An interesting study via WaPo from the Air Force Academy on the accuracy of teaching evaluations:

That would be fine if student evaluations illustrated teaching effectiveness and the areas where professors needed to get better. But they don’t. In fact, some evidence suggests that professors who receive high evaluations are actually worse teachers than their peers.

In a 2010 study at the Air Force Academy, where a standardized curriculum allows for convenient natural experiments, professors who got high marks from students tended to give out higher grades — and their students did worse in subsequent classes. For the more demanding professors, it was the opposite: They generally got lower student evaluations, but their students did better later on.

In other words, professors with lower expectations got rewarded, even though their students didn’t learn as much. The professors who assigned more work taught their students more, but they were punished for doing so.

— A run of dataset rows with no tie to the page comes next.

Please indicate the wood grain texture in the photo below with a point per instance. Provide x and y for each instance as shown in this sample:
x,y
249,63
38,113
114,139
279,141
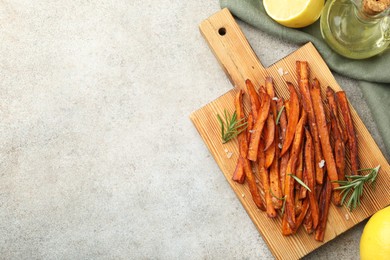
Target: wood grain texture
x,y
240,63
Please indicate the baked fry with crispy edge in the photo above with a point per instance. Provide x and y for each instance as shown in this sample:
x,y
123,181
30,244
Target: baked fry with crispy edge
x,y
304,89
319,112
352,140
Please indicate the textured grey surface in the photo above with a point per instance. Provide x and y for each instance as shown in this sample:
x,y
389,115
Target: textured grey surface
x,y
98,158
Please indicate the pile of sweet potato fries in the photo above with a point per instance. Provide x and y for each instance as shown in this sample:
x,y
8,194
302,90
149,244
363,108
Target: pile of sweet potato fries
x,y
297,154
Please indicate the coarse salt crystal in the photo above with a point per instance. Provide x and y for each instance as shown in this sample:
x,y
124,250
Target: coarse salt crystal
x,y
321,164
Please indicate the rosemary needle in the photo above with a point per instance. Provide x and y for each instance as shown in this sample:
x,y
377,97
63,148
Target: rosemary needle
x,y
354,186
231,126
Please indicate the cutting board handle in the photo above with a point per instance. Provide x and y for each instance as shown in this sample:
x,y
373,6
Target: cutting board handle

Specifically, the study found:

Professors rated highly by their students tended to yield better results for students in their own classes, but the same students did worse in subsequent classes. The implication: highly rated professors actually taught students less, on average, than less popular profs.

Meanwhile, professors with higher academic rank, teaching experience and educational experience — what you might call “input measures” for performance — showed the reverse trend. Their students tended to do worse in that professor’s course, but better in subsequent courses. Presumably, they were learning more.

That conclusion invites another: students are, in essence, rewarding professors who award higher grades by giving them high ratings, and punishing professors who attempt to teach material in more depth by rating them poorly.

Anecdotally, I’ve heard that students prefer taking professors that give higher grades and less homework. I wouldn’t know this personally, because like the sadist I am, I took the hardest possible classes from professors at GMU that I knew would make me work hard for the grade, but I would learn so, so much. If you know GMU profs, I voluntarily took Professors Krauss and Lund twice. There were among my lowest grades in law school, but some of the greatest learning experiences of my life.

It’s a shame that students don’t go to school to learn, but are so fixated on the grade. Sure, employers look at the grades to hire someone. But what happens after you get the job? It’s not over. Your intelligence and skills, acquired during law school, will prove yourself as a lawyer, and a human being. And–as I often tell students–after the first or second job, grades matter much, much less.